Now is the right time to rethink our basic paradigms in managing our only planet. The current global economic and environmental crises, essentially, are sourced from the same cause: the greed of extreme liberalism.

Liberalism has two foundations: market freedom and capitalism. The development of the market and capitalism has made the world grow rapidly. Of course, there is nothing wrong with that. In capitalism, however, markets are devoted primarily to capitalists.

The market is only aimed at feeding most people in welfare societies. A lack of access to the market has caused millions of people to live in poverty. Hence, there is no global justice. The capitalists, with the help from the virtual market, collect unlimited, or even unimagined, wealth. Nonetheless, when they lose their money on the stock exchange, the world is forced to suffer as well.     

Uncontrolled market domination by these capitalists has also caused the overexploitation of natural resources. It is true that this exploitation has made world economies grow, but it leaves severe environmental degradation. Capitalism has produced rapid forest losses. Millions of tons of carbon are emitted and pollute the atmosphere. Dangerous waste is left in many places.

This exploitation certainly aims to feed market demands, even though those demands are sometimes only pseudo-needs. The situation is not getting any better as consumption becomes higher. People consume more than they need. Consequently, the rate of global destruction increases. Globalization finally fails to become an instrument to create a just world order.

In reality, globalization only serves as a way to accumulate resources at the centers of world economics. Third countries once again become world peripheries. In short, this global imbalance is not only causing global poverty and unfair economic resource distribution, but also creating gaps in the environmental burden. Liberalism offers freedom, but collective responsibilities are degraded.

However, capitalism is not something to be scared of. Without capitalism, our world would not be developing rapidly. Therefore, paradigm change is a must. Paul Hawkens, et al. (2000), offers “natural capitalism” as a new paradigm to save the planet. The main premise behind this concept is how to ecologically efficiently use the earth’s resources.
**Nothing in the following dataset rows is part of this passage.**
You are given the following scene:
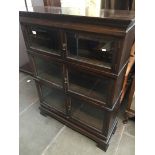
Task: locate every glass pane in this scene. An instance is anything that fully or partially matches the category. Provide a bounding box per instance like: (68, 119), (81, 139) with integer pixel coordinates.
(41, 85), (65, 113)
(35, 57), (62, 85)
(69, 69), (110, 102)
(67, 33), (115, 68)
(71, 98), (104, 131)
(29, 26), (61, 55)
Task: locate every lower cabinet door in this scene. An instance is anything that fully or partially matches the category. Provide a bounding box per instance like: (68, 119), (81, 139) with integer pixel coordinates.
(39, 84), (66, 114)
(71, 98), (104, 132)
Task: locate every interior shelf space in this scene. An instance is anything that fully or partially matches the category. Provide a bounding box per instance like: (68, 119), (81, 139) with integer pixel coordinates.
(66, 32), (115, 69)
(28, 26), (61, 55)
(69, 68), (110, 102)
(40, 85), (66, 114)
(34, 57), (63, 86)
(71, 98), (104, 132)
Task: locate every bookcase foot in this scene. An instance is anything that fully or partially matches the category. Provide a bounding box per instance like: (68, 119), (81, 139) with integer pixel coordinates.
(97, 143), (109, 152)
(40, 110), (47, 117)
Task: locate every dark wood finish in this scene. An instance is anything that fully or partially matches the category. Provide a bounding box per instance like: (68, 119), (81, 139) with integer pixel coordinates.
(19, 62), (33, 76)
(123, 76), (135, 123)
(43, 0), (61, 7)
(120, 43), (135, 102)
(19, 7), (134, 151)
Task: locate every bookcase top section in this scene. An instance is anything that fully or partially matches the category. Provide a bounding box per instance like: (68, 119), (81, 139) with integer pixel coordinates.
(20, 6), (135, 21)
(19, 6), (135, 32)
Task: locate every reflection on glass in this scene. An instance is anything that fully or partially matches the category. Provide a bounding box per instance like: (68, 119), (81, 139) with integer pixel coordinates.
(41, 85), (65, 113)
(71, 98), (104, 131)
(28, 26), (61, 55)
(67, 32), (115, 68)
(35, 57), (62, 85)
(69, 69), (110, 102)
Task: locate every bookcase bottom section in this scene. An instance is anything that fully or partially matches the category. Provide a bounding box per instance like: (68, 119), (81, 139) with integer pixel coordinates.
(39, 105), (117, 152)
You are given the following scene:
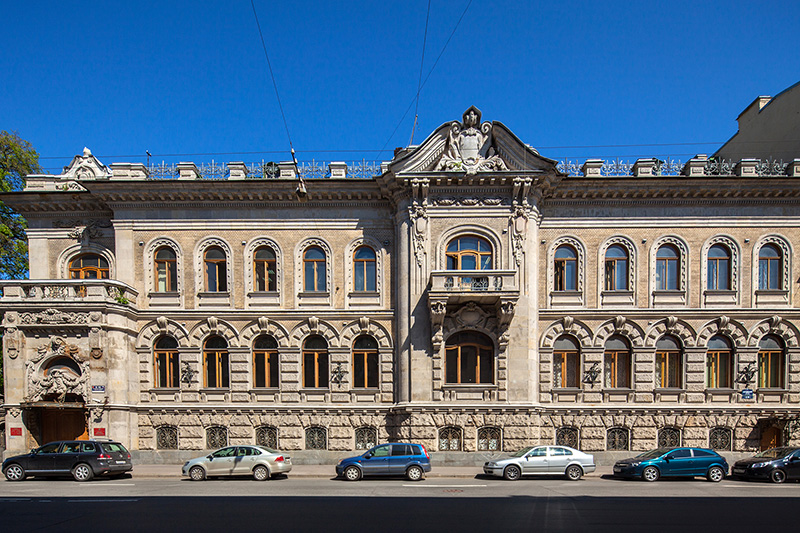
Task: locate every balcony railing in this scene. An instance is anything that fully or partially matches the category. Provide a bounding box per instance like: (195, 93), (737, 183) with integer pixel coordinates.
(0, 279), (139, 305)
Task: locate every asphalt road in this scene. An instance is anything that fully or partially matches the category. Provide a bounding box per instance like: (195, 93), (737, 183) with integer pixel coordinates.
(0, 477), (800, 532)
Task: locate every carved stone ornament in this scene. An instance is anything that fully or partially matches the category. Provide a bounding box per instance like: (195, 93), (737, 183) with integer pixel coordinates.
(436, 106), (508, 175)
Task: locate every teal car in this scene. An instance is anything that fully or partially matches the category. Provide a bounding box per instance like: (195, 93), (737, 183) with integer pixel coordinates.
(614, 448), (728, 482)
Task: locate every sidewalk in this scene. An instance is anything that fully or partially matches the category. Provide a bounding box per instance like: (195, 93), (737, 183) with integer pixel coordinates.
(133, 464), (612, 479)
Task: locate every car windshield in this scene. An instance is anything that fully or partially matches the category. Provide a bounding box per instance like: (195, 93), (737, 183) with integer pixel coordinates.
(755, 448), (795, 459)
(636, 448), (672, 459)
(511, 446), (533, 457)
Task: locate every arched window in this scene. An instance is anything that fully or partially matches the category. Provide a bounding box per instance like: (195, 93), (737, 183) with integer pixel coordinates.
(605, 244), (628, 291)
(69, 254), (108, 279)
(356, 427), (378, 450)
(156, 426), (178, 450)
(303, 335), (328, 388)
(603, 335), (631, 389)
(556, 427), (578, 449)
(708, 244), (731, 291)
(553, 244), (578, 291)
(708, 427), (733, 451)
(353, 246), (378, 292)
(656, 244), (681, 291)
(303, 246), (328, 292)
(203, 246), (228, 292)
(256, 426), (278, 450)
(353, 335), (380, 389)
(253, 246), (278, 292)
(478, 427), (503, 452)
(445, 235), (492, 270)
(445, 331), (494, 384)
(606, 428), (629, 451)
(439, 426), (461, 452)
(706, 335), (733, 389)
(758, 335), (785, 389)
(153, 337), (180, 388)
(758, 244), (783, 290)
(206, 426), (228, 450)
(253, 335), (279, 388)
(553, 335), (580, 388)
(203, 336), (230, 388)
(306, 426), (328, 450)
(154, 246), (178, 292)
(658, 428), (681, 448)
(656, 335), (683, 389)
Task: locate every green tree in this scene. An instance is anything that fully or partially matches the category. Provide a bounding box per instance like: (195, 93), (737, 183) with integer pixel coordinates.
(0, 131), (42, 279)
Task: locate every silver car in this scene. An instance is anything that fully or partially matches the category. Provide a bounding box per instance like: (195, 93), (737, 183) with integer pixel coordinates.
(483, 446), (596, 481)
(181, 446), (292, 481)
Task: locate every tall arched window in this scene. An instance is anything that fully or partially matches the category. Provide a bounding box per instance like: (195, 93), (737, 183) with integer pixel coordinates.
(445, 331), (494, 384)
(656, 244), (681, 291)
(353, 246), (378, 292)
(303, 246), (328, 292)
(153, 337), (180, 388)
(605, 244), (628, 291)
(253, 335), (279, 387)
(445, 235), (492, 270)
(758, 244), (783, 290)
(706, 335), (733, 389)
(603, 335), (631, 389)
(203, 246), (228, 292)
(758, 335), (786, 389)
(353, 335), (380, 389)
(253, 246), (278, 292)
(203, 336), (231, 388)
(153, 246), (178, 292)
(553, 335), (580, 388)
(708, 244), (731, 291)
(656, 335), (683, 389)
(553, 244), (578, 291)
(303, 335), (328, 388)
(69, 254), (108, 279)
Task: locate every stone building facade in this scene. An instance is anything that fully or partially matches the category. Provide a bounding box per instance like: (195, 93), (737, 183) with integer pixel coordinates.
(0, 107), (800, 461)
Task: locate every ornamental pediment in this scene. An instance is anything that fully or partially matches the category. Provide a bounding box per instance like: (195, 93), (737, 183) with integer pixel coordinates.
(389, 106), (558, 176)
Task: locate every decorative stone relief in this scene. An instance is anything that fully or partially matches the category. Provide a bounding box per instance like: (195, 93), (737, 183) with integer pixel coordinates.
(436, 106), (508, 175)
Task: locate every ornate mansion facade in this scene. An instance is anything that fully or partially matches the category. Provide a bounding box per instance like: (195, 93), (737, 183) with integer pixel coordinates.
(0, 107), (800, 460)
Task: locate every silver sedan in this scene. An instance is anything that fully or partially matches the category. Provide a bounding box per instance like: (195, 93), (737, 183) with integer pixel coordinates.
(181, 446), (292, 481)
(483, 446), (596, 481)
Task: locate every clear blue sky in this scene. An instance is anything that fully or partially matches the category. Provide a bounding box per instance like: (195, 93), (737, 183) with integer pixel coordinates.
(0, 0), (800, 172)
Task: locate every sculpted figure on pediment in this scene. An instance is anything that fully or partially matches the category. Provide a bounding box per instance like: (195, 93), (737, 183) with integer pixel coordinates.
(437, 106), (508, 174)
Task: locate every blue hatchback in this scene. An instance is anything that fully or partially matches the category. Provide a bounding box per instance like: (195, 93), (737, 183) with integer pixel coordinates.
(336, 442), (431, 481)
(614, 448), (728, 482)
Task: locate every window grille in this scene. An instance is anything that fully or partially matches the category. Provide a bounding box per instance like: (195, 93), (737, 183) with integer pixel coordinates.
(556, 427), (578, 449)
(658, 428), (681, 448)
(206, 426), (228, 450)
(306, 427), (328, 450)
(478, 427), (503, 452)
(256, 426), (278, 450)
(708, 428), (733, 451)
(606, 428), (629, 451)
(356, 427), (378, 450)
(156, 426), (178, 450)
(439, 426), (461, 452)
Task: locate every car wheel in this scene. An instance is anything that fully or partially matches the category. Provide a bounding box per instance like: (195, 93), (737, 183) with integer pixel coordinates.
(769, 468), (786, 483)
(706, 466), (725, 483)
(503, 465), (522, 481)
(344, 466), (361, 481)
(72, 463), (94, 481)
(406, 465), (424, 481)
(253, 465), (269, 481)
(189, 466), (206, 481)
(642, 466), (661, 481)
(3, 464), (25, 481)
(566, 465), (583, 481)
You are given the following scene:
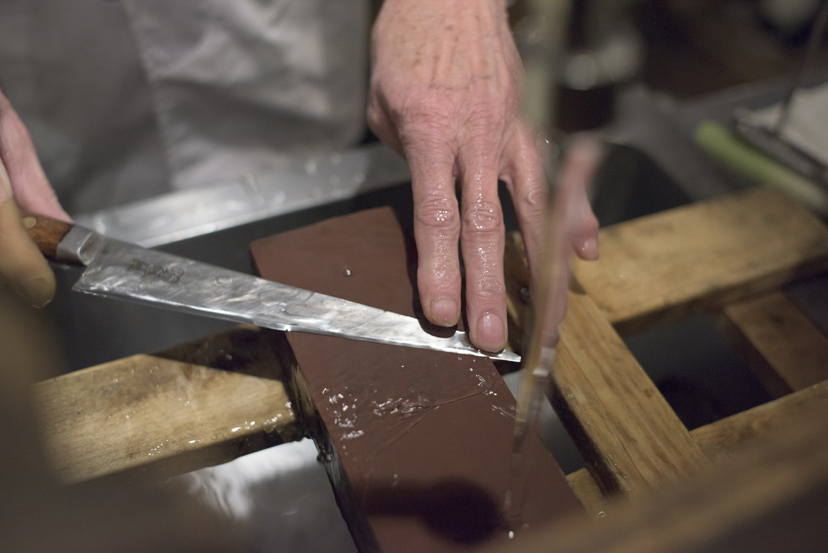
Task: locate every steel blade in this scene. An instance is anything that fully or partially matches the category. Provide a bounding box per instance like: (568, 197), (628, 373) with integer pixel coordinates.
(73, 231), (520, 362)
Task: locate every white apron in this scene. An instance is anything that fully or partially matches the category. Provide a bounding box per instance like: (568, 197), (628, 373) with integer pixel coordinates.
(0, 0), (368, 214)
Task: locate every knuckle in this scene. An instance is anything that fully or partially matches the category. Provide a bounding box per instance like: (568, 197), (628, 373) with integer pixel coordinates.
(463, 201), (505, 234)
(467, 271), (506, 299)
(414, 198), (460, 232)
(516, 186), (547, 214)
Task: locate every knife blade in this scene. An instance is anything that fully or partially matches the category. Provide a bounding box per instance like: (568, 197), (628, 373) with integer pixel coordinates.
(23, 213), (520, 362)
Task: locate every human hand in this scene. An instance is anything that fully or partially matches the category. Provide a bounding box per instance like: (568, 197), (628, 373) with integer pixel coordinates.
(0, 86), (71, 307)
(368, 0), (598, 351)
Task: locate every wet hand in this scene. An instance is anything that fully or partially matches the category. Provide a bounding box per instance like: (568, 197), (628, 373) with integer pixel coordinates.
(0, 88), (71, 307)
(368, 0), (598, 351)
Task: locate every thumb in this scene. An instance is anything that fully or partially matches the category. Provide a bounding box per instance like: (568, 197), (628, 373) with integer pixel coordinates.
(0, 161), (56, 307)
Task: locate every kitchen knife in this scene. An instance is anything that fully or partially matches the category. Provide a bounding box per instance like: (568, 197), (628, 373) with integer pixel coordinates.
(23, 213), (520, 362)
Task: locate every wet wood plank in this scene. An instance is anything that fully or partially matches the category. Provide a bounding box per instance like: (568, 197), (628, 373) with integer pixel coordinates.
(552, 293), (709, 496)
(573, 188), (828, 334)
(717, 291), (828, 397)
(692, 381), (828, 462)
(251, 208), (583, 553)
(35, 327), (300, 482)
(489, 408), (828, 553)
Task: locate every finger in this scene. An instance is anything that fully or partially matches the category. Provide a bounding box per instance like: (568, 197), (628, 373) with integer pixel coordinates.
(460, 156), (507, 351)
(0, 193), (56, 307)
(406, 145), (462, 326)
(0, 91), (72, 222)
(561, 135), (602, 261)
(502, 125), (549, 289)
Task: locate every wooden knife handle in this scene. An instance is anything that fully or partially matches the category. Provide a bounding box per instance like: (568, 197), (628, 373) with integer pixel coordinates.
(20, 211), (72, 261)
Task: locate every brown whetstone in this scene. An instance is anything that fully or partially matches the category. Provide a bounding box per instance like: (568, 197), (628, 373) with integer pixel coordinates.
(251, 208), (583, 553)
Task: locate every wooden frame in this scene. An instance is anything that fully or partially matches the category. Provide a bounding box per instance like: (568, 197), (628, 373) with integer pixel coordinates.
(36, 189), (828, 544)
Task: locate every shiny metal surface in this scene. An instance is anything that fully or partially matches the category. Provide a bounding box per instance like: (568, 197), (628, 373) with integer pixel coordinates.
(68, 231), (520, 361)
(75, 144), (410, 247)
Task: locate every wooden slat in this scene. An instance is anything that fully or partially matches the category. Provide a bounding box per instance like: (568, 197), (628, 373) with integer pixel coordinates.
(552, 293), (709, 495)
(692, 381), (828, 462)
(718, 292), (828, 397)
(487, 406), (828, 553)
(566, 467), (607, 518)
(35, 327), (299, 482)
(573, 189), (828, 334)
(566, 381), (828, 515)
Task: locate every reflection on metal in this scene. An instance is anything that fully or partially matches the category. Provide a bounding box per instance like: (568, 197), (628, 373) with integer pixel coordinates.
(75, 144), (410, 247)
(64, 227), (520, 361)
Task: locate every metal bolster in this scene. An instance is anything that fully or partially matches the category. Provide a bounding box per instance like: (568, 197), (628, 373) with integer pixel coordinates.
(55, 226), (104, 265)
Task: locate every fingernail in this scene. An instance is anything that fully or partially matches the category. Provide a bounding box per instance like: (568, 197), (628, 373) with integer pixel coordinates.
(580, 238), (598, 261)
(23, 277), (55, 307)
(431, 298), (460, 326)
(475, 313), (506, 351)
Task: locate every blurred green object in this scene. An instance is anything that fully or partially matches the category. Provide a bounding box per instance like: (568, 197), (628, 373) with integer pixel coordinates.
(693, 121), (828, 217)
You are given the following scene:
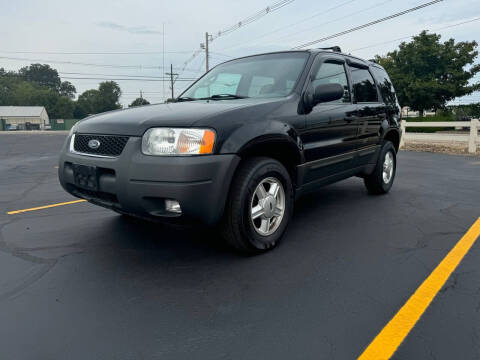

Humans have the technical abilities to do this.

Ecological efficiency can be achieved by improving capacity on the one hand, and reducing overexploitation of natural resources on the other. Reducing overexploitation should be followed by reducing waste and other destruction.

The philosophy of natural capitalism is urging businesses to operate more like biological systems, where waste is recycled into new raw materials. Businesses are also urged to provide services rather than products. Thomas L. Friedman states that in the next decades huge economic opportunities will have moved from IT (information technology) to ET (renewable environmental technologies)

However, the motivation for ecologically sound ways of doing business would be economic rather than altruistic, because efficiency could create opportunities to save money, which consequently increase financial benefits.

Therefore, ecological efficiency could become an alternative to balance the advantages of capitalism while slowing down the rate of the planet’s destruction because of industrialization.

The writer is a lecturer at the Department of Forestry, University of Bengkulu and an Australian Leadership Award scholar.